Certain wisdom comes from unrelenting commitment and a persistent desire for improvement.
2) Communication Skills
If the most talented person in the world lacks critical workplace communication skills, how effective can that individual really be? Workplace communication is the only way things can get done right. Every member of the team needs to thoroughly understand their role and responsibility. Defining who needs to do what by what time, and knowing when to consult with someone as it pertains to their area of expertise ensures the quality of completed work.
People who are able to effectively listen and ask questions are naturally going to thrive in their careers. They’ll always know what’s going on, and their communication skills will make them less likely to make mistakes. Thorough communication also improves their chances of picking up skills from others, helping these people to become jacks of all trades and competent troubleshooters through knowledge alone.

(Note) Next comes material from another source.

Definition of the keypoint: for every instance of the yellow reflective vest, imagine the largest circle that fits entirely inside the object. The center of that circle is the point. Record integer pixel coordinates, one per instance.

On the other hand, talented employees who are either unable, or unwilling to become a part of the team and communicate with their co-workers will still excel at their individual tasks, but may not be able to help as much if a task requires a cooperative effort of the entire team.
3) Willingness to Learn
Some people take bold leaps and discover they have a knack for things. Someone might wake up one morning with little knowledge of the industry and decide to embark on a career in investing. If that person turns out to be extremely talented in this field, who knows: they just might succeed.
However, at the end of the day, talent still won’t teach them as much as the hours spent experimenting with different approaches, the willingness to learn from some investing courses, and the old fashioned experience will. The people who took the time to learn every little detail are more likely to find their careers to be successful, sustainable, and lucrative.

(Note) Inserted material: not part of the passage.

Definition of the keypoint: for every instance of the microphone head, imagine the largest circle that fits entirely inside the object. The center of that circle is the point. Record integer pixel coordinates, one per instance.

People who rely on talent alone are missing the growth opportunities that eager lifelong learners have set before them. Many employers underestimate the capabilities of their employees who have a genuine interest in additional training or corporate tuition reimbursement programs. These people can continue to build upon their skills, eventually allowing them to reach the top rung of their career ladder.

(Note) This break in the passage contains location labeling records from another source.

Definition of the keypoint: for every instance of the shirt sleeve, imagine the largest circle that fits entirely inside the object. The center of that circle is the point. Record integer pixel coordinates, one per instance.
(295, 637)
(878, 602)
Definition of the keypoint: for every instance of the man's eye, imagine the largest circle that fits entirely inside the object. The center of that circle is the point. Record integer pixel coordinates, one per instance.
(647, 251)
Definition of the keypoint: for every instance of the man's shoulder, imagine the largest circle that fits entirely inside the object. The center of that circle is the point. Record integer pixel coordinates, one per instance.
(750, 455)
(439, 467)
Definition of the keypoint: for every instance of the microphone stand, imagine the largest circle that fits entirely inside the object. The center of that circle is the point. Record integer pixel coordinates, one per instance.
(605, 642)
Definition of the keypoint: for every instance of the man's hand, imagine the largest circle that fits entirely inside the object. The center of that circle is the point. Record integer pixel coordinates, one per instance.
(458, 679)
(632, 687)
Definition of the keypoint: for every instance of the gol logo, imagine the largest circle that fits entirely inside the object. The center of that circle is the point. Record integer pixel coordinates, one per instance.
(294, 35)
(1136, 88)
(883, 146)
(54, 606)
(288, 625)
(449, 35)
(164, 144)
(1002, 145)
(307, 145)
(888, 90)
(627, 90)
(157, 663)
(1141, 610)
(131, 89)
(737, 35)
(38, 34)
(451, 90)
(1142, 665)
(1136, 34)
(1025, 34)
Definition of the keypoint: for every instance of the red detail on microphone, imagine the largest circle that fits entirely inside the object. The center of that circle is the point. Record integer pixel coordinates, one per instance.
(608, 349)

No one will ever be outright talented at being the CEO – someone who is willing to become a lifelong learner can learn their way to the head of the boardroom table.
4) The Ability to Fail Gracefully (and Try Again)
Everyone fails at certain points of their lives. That’s not a bleak reality – it’s just the course of life. We’ve all made mistakes that range in magnitude. Some of us burn toast, but it’s those of us who read the manual for the toaster, keep turning the dials, and scorch a few loaves before they find the perfect toast who have the resiliency to achieve anything in the world. At the end of the day, those are the people who would go on to become professional toast chefs (if ever there were a thing).
The ability to make mistakes, learn from them, and try again is the measure of a truly successful person. Nearly every billionaire on the face of the planet has made huge, costly mistakes. They’ve been fired from jobs or lost millions on deals they shouldn’t have made. That’s completely normal. It happens. These people came to be successful because, rather than letting those mistakes dissuade them from pursuing their goals, they allowed those mistakes to help them refine their approach on the second, third, fourth, fifth, or even hundredth try. And they kept going until they got it right.
5) Attention to Detail and Planning
Being detail-oriented and willing to plan your actions ahead is a massive key to success. Over-reliance on talent might lead someone to miss the little things. Detail-oriented people want to investigate a problem from all angles and then prepare the best possible solutions. These are the kind of people who plan their meals for the week to make sure they eat healthily and save time, keep a spending diary to know exactly where their money is going, and take notes at every meeting. These are the detail-oriented people who get an advantage that others simply never will.
If ever a crisis occurs in the workplace, a talented person may have great ideas for how to fix it or implement a workaround. A detail-oriented person will be able to forensically account for how it happened when it happened, and why it happened. Their answers can prevent the same situation from ever occurring again. In the end, their skillset is ultimately the most valuable.
Seeing what others can’t (or what others miss) is a priceless skill that may trump talent in most situations. Watchful eyes are the most useful eyes in the workplace – especially when something needs to be done with utter perfection. It’s almost like having a mystical oracle on the payroll. Their presence becomes invaluable when a project begins to seem impossible.
6) The Right Attitude
If an employee is talented but also particularly big-headed and difficult to be around, it will negatively impact the productivity and efficiency of the entire office, making cooperation difficult if not impossible. Optimism, dedication, determination, immersion in company culture, and an easygoing personality are all core facets of a successful employee.
Even if that person makes mistakes sometimes or fails to perform something precisely as well as the most talented employee would, they’d be willing to take feedback about how to do better next time.
Someone who is conscientious and easy to work with makes the workplace a great place to be. It’s hard to be in a negative mood around someone who always encourages you to look at the bright side. People with the right attitude are motivators who understand what their goals are. The workplace simply cannot have enough people with excellent attitudes working towards the mutual completion of a goal.
7) Attention to Self Care
Believe it or not, companies are more likely to get high-quality results from an employee who is focused on self-care than an employee who mainly relies on their talent. People who eat right and exercise are likely to be full of energy and positive endorphins, helping them breeze right through that after-lunch slump that so many employees fall into. Since they’re taking great care of themselves, they’re also likely to have better immune systems. They won’t call in sick very often – you can count on them to reliably attend work throughout the duration of every major project.
These employees will sleep well, use their vacation time when they need it, and approach looming challenges with an adequate amount of confidence. They’re reliable, and they value themselves. Their attention to self-care might also indicate that they’ve found a perfect work-life balance, making them less susceptible to burnout that may inspire them to quit or bounce over to a competitor. This will carry them a long way throughout their careers.
There are far more aspects to the “dream employee” than talent. You may have heard the saying “what I lack in talent, I make up for in enthusiasm” and this is remarkably true. If you are an employee who fears that you may not be talented enough, look at all the other skills in your arsenal.
If you’re an employer who is questioning an employee (or potential employee) on the basis of talent, consider what else they may bring to the table. You might be glad you did.